In order to make Himself understood, our Lord speaks to us with comparisons that we know from our human life. The image of the Good Shepherd who, in his vigilant attitude, does not lose sight of the flock entrusted to him, wants to convey to us how the Lord watches over His own.
We know how a good shepherd takes care of his sheep and how, on the other hand, a bad shepherd neglects the flock entrusted to him. When he sees the wolf coming, he flees for his own life, because he does not care for the sheep. Such people the Lord calls “hired servants” (Jn 10:12-13).
We, as Catholics, understand well that this comparison must also apply to all those who are called to feed the flock of the faithful. Those who have been appointed to this ministry must reflect the shepherding of our Heavenly Father. In them His loving concern for our salvation is to be made palpable.

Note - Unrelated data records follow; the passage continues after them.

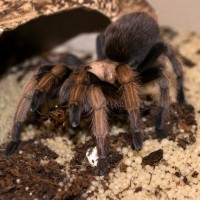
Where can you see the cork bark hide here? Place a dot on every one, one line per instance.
(14, 12)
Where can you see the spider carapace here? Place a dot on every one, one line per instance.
(128, 58)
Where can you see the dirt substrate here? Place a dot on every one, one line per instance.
(51, 163)
(33, 173)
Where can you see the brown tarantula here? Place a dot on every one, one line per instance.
(128, 52)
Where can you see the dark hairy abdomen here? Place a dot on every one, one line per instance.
(130, 38)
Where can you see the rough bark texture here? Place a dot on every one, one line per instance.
(14, 12)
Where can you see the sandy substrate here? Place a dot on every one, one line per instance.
(176, 178)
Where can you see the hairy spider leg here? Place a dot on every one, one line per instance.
(129, 90)
(176, 64)
(43, 81)
(164, 107)
(161, 47)
(100, 41)
(20, 115)
(73, 93)
(99, 123)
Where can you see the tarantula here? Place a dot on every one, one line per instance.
(128, 52)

God, the Shepherd of all humanity, has entrusted to the pastors of the Church this great ministry and has given to them all that is necessary for the pilgrimage to eternal life, which is to be administered to the faithful. Thus we can exclaim with the psalmist: “I lack nothing,” for God has provided everything. A good shepherd is even called to give his life for the sheep, as our divine Shepherd did (Jn 10:11).
Should situations arise that prevent human shepherds from exercising their ministry as they should, it will be the divine Shepherd who will guide His sheep in the midst of tribulations.
Indeed, our Father knows well every situation in which we – and all humanity – find ourselves. He assures us that, like the Good Shepherd, He will use everything for our salvation.